JonasProgrammer / docker-machine-driver-hetzner

Docker machine driver for the new hetzner cloud API
https://jonasprogrammer.github.io/docker-machine-driver-hetzner/
MIT License
434 stars 54 forks source link

Lots of machines in cloud but only a few in docker-machine #115

Open buffcode opened 1 year ago

buffcode commented 1 year ago

We are currently running on 4.1.0 (I will upgrade later today) and we have the problem (since multiple versions) that docker-machine creates servers but some how fails to remember those.

I recently manually deleted about 30 servers in Hetzner cloud that weren't known to docker-machine ls (anymore?) but definitely created this way.

We are using docker-machine to spin up cloud runners for GitLab CI, so every runner has a fixed prefix and is easily recognizable.

Is there a way to sync docker-machine with hetzner cloud, so that these servers get picked up again? Or that docker-machine recognizes those unmanaged machines and removes them? This is filling our resource limits and bills as well :)

Can I provide logs (which?) to debug this? This usually stacks up over multiple weeks and does not happen on a daily basis.
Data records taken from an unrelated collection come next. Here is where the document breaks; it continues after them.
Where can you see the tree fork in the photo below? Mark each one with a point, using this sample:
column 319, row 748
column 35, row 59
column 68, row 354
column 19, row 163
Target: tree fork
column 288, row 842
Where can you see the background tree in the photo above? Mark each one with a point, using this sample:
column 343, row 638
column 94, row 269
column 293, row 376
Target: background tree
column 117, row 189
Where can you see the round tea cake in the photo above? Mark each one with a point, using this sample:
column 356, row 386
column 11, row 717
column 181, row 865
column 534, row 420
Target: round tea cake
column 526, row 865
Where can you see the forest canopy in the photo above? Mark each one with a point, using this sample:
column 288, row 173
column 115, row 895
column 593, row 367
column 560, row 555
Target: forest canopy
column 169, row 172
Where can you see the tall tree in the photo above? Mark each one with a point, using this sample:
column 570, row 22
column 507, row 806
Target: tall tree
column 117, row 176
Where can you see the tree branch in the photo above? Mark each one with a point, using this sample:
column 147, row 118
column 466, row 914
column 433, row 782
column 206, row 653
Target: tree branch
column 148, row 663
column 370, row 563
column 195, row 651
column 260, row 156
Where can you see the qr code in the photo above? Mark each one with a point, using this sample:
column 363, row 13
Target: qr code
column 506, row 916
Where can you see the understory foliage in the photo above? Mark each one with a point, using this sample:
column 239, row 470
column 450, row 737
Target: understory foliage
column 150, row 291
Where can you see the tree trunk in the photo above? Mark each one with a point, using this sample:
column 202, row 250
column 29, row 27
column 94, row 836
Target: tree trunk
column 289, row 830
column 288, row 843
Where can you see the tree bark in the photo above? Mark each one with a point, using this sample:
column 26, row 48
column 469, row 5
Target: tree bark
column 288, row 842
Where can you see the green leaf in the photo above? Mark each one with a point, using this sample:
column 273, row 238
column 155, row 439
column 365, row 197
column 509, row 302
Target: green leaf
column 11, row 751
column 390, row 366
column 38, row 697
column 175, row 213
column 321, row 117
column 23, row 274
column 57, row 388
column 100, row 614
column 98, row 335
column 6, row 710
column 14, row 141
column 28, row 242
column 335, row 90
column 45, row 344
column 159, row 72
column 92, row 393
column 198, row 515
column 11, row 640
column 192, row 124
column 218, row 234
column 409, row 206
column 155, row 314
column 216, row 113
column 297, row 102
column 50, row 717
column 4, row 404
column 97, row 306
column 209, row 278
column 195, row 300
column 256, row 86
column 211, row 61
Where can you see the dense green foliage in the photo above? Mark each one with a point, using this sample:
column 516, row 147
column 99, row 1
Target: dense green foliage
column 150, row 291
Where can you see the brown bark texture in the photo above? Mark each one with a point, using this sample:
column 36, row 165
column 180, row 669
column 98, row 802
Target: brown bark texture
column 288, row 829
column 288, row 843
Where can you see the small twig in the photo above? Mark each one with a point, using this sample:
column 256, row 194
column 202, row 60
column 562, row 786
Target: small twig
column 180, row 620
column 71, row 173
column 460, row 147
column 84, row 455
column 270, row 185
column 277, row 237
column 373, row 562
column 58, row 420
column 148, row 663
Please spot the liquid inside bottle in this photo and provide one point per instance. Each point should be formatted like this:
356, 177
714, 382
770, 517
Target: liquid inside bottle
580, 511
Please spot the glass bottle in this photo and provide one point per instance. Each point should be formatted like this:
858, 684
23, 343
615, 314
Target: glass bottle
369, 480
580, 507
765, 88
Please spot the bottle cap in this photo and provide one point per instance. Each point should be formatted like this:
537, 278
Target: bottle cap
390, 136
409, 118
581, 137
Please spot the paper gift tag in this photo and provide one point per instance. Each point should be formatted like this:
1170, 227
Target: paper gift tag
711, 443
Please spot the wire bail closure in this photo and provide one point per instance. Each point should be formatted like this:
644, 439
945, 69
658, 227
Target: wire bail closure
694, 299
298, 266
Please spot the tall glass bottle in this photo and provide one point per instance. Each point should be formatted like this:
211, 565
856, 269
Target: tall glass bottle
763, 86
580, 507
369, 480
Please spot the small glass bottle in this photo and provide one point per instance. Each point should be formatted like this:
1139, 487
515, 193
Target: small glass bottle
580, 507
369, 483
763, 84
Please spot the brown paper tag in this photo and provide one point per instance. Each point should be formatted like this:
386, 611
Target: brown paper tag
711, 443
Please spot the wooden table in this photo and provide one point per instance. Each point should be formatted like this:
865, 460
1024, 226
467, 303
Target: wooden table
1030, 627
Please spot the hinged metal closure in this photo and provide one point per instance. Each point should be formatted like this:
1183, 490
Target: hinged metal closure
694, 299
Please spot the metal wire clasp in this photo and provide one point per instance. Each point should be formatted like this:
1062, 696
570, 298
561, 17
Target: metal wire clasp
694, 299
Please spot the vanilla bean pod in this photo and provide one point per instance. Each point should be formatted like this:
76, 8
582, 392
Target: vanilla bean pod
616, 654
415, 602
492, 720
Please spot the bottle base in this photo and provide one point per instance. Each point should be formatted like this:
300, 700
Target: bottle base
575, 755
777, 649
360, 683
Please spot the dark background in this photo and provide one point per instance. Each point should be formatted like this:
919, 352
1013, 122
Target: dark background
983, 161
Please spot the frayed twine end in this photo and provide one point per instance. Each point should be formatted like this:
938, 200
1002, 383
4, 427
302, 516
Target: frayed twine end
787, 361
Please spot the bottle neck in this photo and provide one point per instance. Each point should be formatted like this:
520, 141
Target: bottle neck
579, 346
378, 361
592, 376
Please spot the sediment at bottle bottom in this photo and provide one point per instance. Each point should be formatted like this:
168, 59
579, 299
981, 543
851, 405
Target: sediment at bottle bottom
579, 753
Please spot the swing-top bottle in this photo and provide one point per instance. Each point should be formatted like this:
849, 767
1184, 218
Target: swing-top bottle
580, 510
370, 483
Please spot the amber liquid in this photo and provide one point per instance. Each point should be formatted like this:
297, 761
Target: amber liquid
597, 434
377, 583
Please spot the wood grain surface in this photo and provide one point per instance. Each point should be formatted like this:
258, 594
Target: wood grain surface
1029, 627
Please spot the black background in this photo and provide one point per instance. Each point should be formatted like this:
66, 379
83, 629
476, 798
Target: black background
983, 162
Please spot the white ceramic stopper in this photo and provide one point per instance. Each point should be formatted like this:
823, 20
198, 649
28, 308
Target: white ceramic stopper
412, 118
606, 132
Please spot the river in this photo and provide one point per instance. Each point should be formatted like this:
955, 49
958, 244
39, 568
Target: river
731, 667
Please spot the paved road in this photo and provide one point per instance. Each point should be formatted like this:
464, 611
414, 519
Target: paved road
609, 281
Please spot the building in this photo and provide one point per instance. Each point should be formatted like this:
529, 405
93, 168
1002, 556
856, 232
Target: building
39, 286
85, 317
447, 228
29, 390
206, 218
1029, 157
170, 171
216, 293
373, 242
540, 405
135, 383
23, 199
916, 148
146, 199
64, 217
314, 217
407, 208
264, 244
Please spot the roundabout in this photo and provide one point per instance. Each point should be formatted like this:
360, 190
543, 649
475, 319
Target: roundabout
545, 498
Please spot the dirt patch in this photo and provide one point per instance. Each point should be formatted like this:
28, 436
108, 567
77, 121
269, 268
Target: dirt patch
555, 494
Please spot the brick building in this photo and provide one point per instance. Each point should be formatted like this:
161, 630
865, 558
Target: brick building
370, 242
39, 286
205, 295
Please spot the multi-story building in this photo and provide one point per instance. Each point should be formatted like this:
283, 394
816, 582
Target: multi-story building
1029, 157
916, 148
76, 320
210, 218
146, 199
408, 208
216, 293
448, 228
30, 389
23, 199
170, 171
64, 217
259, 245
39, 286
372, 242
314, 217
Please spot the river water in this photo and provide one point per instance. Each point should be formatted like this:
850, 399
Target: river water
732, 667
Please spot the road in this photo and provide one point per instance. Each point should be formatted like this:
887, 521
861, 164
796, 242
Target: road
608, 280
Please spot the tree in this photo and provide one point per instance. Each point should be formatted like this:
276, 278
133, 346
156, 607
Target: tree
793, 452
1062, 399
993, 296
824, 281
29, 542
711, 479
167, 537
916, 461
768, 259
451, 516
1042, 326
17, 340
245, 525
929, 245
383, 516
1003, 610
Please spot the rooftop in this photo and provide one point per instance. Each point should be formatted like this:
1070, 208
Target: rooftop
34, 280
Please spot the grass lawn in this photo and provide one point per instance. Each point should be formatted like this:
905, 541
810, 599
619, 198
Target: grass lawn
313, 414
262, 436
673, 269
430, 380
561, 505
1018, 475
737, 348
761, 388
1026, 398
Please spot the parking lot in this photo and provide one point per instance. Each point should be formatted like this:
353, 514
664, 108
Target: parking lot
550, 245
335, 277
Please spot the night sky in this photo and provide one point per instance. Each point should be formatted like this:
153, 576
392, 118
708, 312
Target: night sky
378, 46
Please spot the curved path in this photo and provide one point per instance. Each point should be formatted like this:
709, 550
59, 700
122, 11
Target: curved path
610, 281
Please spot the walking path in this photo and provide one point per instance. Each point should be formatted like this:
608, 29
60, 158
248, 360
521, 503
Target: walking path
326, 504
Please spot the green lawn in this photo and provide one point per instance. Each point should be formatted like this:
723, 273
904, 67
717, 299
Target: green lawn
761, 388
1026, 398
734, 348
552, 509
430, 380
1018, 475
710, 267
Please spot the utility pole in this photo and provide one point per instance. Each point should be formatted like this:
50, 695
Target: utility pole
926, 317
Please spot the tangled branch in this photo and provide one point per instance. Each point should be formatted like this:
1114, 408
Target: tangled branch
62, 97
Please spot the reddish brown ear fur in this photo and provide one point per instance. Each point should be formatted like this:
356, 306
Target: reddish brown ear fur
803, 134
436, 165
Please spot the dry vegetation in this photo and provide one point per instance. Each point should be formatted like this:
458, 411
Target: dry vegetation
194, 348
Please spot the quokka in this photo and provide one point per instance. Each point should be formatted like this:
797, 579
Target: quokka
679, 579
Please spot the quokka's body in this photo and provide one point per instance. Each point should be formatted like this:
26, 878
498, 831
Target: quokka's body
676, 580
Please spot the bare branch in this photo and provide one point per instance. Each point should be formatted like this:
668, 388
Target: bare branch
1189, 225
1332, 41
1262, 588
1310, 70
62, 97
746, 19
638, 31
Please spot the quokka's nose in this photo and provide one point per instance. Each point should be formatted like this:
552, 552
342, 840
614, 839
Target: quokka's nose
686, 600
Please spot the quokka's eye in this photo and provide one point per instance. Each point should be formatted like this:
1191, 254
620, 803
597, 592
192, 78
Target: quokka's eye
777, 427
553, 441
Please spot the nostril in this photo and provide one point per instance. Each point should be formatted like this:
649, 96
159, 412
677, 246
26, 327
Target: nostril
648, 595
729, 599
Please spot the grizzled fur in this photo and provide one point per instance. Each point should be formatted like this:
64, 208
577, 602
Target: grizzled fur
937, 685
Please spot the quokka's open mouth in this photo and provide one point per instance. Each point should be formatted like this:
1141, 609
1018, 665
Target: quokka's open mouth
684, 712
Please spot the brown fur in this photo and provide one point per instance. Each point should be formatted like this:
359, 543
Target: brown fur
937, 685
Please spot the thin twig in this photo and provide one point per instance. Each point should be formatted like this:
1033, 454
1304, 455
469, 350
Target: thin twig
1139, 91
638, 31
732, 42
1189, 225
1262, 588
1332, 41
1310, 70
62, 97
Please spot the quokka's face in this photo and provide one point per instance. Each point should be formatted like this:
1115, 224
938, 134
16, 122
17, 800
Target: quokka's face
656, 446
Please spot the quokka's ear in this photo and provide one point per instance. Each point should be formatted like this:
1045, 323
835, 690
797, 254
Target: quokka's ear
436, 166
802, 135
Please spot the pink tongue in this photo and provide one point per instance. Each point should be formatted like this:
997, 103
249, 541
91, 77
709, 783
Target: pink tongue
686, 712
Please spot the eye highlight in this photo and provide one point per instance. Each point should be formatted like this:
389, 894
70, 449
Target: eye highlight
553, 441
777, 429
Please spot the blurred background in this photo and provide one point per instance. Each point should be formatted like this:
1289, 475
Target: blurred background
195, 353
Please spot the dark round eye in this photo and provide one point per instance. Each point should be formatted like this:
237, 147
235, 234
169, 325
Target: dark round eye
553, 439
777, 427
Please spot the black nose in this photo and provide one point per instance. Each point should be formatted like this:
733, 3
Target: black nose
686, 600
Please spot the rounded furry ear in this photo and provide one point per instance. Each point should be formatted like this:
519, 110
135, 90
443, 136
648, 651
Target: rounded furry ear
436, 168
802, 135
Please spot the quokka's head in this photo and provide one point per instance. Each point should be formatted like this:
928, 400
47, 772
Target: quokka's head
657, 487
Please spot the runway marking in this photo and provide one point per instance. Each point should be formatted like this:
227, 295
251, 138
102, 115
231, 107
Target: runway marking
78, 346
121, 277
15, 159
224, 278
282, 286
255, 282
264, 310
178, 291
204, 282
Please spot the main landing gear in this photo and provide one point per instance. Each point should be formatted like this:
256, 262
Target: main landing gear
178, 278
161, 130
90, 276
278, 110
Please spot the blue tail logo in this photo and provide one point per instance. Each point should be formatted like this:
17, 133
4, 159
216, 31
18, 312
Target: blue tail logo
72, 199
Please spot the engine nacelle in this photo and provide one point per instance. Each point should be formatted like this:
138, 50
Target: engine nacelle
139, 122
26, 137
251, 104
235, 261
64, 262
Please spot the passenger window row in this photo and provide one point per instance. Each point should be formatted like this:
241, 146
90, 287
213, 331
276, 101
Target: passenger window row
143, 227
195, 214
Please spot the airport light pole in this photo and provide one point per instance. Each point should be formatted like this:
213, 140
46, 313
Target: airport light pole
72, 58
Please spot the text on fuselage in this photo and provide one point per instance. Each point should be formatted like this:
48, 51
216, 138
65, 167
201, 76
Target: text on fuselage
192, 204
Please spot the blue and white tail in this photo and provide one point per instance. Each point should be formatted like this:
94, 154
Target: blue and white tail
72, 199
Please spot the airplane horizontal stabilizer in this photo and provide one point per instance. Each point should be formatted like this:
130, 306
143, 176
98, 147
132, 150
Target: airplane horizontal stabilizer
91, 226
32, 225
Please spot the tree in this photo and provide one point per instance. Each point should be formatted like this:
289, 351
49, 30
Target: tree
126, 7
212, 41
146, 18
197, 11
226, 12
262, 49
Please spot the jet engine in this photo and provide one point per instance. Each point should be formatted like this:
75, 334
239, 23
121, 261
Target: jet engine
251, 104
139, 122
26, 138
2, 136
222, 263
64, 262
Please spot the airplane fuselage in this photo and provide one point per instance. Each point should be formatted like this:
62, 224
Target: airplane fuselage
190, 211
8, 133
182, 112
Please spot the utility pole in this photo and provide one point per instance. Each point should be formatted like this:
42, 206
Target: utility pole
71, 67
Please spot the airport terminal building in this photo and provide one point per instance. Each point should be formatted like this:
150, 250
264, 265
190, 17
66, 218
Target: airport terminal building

buffcode commented 1 year ago

After upgrading to 5.0.1 and creating all of the missing servers:

runner-ovfjcph1-runner-1700632818-61a5a758   -        hetzner   Error                                         Unknown    coul
d not execute drivers.MustBeRunning: could not get server by ID: limit of 5000 requests per hour for XXXX:XXXX:c0c:b1cc::1 rea
ched (rate_limit_exceeded)
runner-ovfjcph1-runner-1700639271-6e1e6488   -        hetzner   Error                                         Unknown    coul
d not execute drivers.MustBeRunning: could not get server by ID: limit of 3600 requests per hour reached (rate_limit_exceeded
)

Maybe this also affects which machines/states are known on both sides?

buffcode commented 1 year ago

After the API being accessible again I can confirm that docker-machine and Hetzner cloud are now out of sync.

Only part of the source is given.